Understand, Setup and Test a Redis Cluster in less than 10 minutes

Redis Cluster

You already know how to setup a Redis Server in a few seconds following my advices in this post, now it’s time to think big and learn how to scale a Redis Server. Let’s start with a quote from the documentation.

Redis is, mostly, a single-threaded server from the POV of commands execution (actually modern versions of Redis use threads for different things). It is not designed to benefit from multiple CPU cores. People are supposed to launch several Redis instances to scale out on several cores if needed.

So in a Redis Server, all the data is stored in the memory space of the process itself and managed by a single core. To take advantage of multiple cores (in the same machine or other machines), the dataset must be divided in multiple pieces, where every piece is managed by the processing capacity of a core. And this is possible with Redis Cluster. This page explains what a Redis Cluster is, and how to administer it. In a nutshell, a few concepts to summarize it.

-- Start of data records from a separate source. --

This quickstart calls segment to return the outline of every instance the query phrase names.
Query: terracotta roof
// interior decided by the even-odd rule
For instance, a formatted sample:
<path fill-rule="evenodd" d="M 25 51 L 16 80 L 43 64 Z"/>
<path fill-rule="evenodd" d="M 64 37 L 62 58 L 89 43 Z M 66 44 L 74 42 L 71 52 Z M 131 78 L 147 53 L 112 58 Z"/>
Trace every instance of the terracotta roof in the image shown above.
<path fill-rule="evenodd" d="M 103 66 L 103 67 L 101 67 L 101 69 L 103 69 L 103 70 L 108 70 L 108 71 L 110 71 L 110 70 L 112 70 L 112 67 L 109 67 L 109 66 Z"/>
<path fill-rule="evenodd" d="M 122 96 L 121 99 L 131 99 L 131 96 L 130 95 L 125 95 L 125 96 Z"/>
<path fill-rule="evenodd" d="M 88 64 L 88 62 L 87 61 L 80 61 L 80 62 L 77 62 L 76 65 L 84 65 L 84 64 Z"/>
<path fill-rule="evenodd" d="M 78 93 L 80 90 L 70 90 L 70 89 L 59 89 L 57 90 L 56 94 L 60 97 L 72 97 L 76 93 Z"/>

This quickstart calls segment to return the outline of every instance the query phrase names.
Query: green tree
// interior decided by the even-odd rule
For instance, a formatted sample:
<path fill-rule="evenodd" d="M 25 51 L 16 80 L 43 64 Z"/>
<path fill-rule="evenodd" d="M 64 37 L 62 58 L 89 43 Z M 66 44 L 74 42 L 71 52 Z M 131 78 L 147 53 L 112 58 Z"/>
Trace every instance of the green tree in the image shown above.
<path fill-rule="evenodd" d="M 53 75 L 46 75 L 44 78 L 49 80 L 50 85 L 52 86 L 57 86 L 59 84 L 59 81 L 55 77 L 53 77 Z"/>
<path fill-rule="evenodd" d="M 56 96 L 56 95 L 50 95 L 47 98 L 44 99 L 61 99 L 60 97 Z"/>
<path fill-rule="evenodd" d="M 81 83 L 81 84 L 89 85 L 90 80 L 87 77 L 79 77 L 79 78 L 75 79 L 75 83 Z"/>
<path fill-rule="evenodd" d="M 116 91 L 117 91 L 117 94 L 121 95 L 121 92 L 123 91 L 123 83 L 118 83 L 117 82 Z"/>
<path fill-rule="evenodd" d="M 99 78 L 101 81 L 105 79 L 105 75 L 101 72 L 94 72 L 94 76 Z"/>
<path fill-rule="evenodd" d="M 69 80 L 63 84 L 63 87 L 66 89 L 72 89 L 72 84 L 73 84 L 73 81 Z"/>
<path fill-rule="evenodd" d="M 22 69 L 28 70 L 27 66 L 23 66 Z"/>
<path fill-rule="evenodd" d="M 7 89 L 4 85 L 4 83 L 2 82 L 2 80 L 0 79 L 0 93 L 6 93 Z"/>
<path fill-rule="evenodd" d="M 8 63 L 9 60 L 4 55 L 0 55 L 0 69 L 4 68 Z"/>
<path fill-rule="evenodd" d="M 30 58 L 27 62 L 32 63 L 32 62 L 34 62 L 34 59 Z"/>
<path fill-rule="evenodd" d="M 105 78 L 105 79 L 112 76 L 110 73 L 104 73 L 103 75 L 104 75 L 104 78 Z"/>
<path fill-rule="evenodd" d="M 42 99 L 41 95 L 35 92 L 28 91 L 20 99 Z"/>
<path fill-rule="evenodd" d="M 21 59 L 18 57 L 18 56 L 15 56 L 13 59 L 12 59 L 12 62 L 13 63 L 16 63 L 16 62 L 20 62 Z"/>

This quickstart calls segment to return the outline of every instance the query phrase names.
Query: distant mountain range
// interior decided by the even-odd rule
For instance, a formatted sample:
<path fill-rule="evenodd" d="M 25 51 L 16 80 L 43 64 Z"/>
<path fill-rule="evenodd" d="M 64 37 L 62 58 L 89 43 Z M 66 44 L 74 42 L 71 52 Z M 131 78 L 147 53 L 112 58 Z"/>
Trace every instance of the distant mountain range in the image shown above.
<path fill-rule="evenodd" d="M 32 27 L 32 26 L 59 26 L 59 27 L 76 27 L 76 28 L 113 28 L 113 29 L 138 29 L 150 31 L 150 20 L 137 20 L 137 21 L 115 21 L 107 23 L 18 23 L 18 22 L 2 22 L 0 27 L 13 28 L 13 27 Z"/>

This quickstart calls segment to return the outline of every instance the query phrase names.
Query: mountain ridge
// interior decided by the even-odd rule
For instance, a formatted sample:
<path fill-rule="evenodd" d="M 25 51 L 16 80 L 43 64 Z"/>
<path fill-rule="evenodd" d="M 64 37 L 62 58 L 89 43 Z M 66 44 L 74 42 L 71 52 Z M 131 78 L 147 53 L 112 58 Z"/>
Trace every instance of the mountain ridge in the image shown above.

Redis Cluster in a Nutshell

  1. A Redis instance in a Redis Cluster is a master shard (in red, in the picture), and a Redis Cluster is composed of two or more master shards. An odd number of master shards is recommended so a majority of shards is always available in presence of a single failure. Decisions are taken by the majority of master shards, and there is no such thing as an arbitrator.
  2. It is possible to configure one or more replica shards (in grey, in the picture), each replicating from the corresponding master shard. A replica shard can be promoted to be a master shard if the related master shard is unavailable.
  3. In a Redis Cluster, the data space is partitioned in 16384 hash slots (16384 is hardcoded), where a hash slot is a logical container storing key/value pairs.
  4. A single shard will store all the 16384 hash slots, storing all the key/value pairs, and adding a new shard to a Redis Cluster means starting a new Redis Server, adding it to the cluster, and redistributing the hash slots across the shards. This operation is called resharding.
  5. Clients connect to an instance of the cluster and learn about the mapping slots-shards-IP. Using a hash function, a client that needs to operate with a key, knows what slot stores the key, and using the mapping they connect to the right shard to operate with it.

Start a Redis Cluster

In order to start a Redis Cluster, download and compile it as usual, and execute the helper script create-cluster to start instances and initialize a 3 master shards plus three replica shards Redis Cluster.

There are several ways to install Redis, but here I choose the source code package because it comes with the create-cluster script. If you have Redis running, you can just download the tar.gz and extract the script.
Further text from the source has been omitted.